もちろん制度を永続的に守ることは重要です。しかしそれと同時に、国民の生活に本当に必要な保障が削られていないか、私たちは目を光らせ続けなければなりませんね。
13. 国民にできることは?今から備える5つの行動
🗳 1. 選挙に行く(とくに国政選挙)
制度を決める国会議員を選ぶのは私たちです。
どの政党がどんな社会保障政策を掲げているか、一票の重みを再認識しましょう。
📝 2. パブリックコメントで意見を出す
厚労省などが制度改正前に意見募集を行うことがあります。
誰でも提出可能で、意見が多ければ影響力が高まります。
📣 3. SNSや地域メディアで発信する
静かに進む制度改正ほど、可視化されることで立ち止まらせることができます。
特に遺族年金のような問題は、無関心層にも届く言葉が必要です。
👥 4. 議員・自治体に声を届ける
メールや意見書など、地元議員に「生活者の声」を伝えることは政治を動かす力になります。
📚 5. まずは知り、周りに伝える
「知らなかった」では損をします。
親、配偶者、友人と一緒に制度を知ることで、備えることができます。
14. 私たちの生活は本当に良くなるのか?
最近の制度改正を見ていると、「公平性」や「財政健全化」という言葉の裏で、生活者の視点が置き去りにされているようにも見えます。

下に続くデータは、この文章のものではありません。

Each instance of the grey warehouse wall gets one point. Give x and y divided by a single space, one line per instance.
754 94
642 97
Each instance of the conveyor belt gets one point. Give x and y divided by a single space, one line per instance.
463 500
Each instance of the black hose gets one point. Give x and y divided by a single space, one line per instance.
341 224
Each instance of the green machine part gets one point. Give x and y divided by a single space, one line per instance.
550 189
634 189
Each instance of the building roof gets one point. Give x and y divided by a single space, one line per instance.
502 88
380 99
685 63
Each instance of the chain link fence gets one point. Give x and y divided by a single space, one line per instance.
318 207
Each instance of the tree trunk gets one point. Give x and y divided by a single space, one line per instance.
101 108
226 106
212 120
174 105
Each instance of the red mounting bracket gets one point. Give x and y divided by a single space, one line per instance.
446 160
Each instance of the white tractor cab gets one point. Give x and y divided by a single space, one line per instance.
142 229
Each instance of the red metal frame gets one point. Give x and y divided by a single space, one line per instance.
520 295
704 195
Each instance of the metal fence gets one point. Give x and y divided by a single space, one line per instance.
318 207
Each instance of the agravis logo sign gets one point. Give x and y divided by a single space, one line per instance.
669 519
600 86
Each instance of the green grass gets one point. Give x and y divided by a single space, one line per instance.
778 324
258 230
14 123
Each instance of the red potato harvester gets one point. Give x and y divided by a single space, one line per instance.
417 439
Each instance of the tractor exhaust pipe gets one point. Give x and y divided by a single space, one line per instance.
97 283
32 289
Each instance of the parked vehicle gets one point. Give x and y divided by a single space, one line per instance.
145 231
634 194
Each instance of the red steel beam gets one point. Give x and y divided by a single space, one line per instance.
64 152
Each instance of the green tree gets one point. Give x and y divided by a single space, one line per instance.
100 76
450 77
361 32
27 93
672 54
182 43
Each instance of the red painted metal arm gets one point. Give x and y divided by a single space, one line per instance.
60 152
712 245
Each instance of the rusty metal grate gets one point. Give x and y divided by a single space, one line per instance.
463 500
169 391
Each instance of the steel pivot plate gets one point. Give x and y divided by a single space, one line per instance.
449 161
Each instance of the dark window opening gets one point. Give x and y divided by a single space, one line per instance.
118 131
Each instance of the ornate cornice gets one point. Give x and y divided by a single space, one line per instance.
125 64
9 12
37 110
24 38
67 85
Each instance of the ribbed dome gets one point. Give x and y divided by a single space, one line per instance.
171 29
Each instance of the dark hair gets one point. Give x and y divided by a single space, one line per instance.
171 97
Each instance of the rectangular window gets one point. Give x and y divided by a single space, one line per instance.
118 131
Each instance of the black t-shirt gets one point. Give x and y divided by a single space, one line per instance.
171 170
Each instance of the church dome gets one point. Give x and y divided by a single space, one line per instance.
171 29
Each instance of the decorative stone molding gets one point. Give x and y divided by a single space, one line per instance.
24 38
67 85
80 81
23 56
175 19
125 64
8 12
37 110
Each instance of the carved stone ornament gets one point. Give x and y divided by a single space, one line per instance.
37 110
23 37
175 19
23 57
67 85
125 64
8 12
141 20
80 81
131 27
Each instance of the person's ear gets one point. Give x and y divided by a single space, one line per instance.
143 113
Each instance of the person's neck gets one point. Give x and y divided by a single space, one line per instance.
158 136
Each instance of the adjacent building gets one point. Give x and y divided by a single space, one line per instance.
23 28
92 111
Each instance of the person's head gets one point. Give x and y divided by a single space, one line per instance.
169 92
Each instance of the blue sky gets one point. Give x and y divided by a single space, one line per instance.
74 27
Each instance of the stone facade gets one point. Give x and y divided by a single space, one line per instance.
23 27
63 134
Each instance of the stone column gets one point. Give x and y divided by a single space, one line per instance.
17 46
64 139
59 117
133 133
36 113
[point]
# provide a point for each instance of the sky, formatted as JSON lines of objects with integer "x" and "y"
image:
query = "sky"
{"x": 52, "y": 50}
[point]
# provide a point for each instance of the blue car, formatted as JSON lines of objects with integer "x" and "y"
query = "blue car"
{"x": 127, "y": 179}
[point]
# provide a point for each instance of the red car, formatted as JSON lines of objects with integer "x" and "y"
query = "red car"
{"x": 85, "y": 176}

支給対象の縮小や加算の廃止は、実質的な“保障の切り下げ”とも言えます。
税金の使い方や無駄をしっかり精査する前に、生活者の支援が削られていくこの流れは、今後も続く可能性が高いでしょう。
正直、これからの時代は「国が面倒を見てくれる」わけではなさそうです。
**“自分の生活は自分で守る”**ことが求められる時代へ、私たちは突入しているのかもしれません。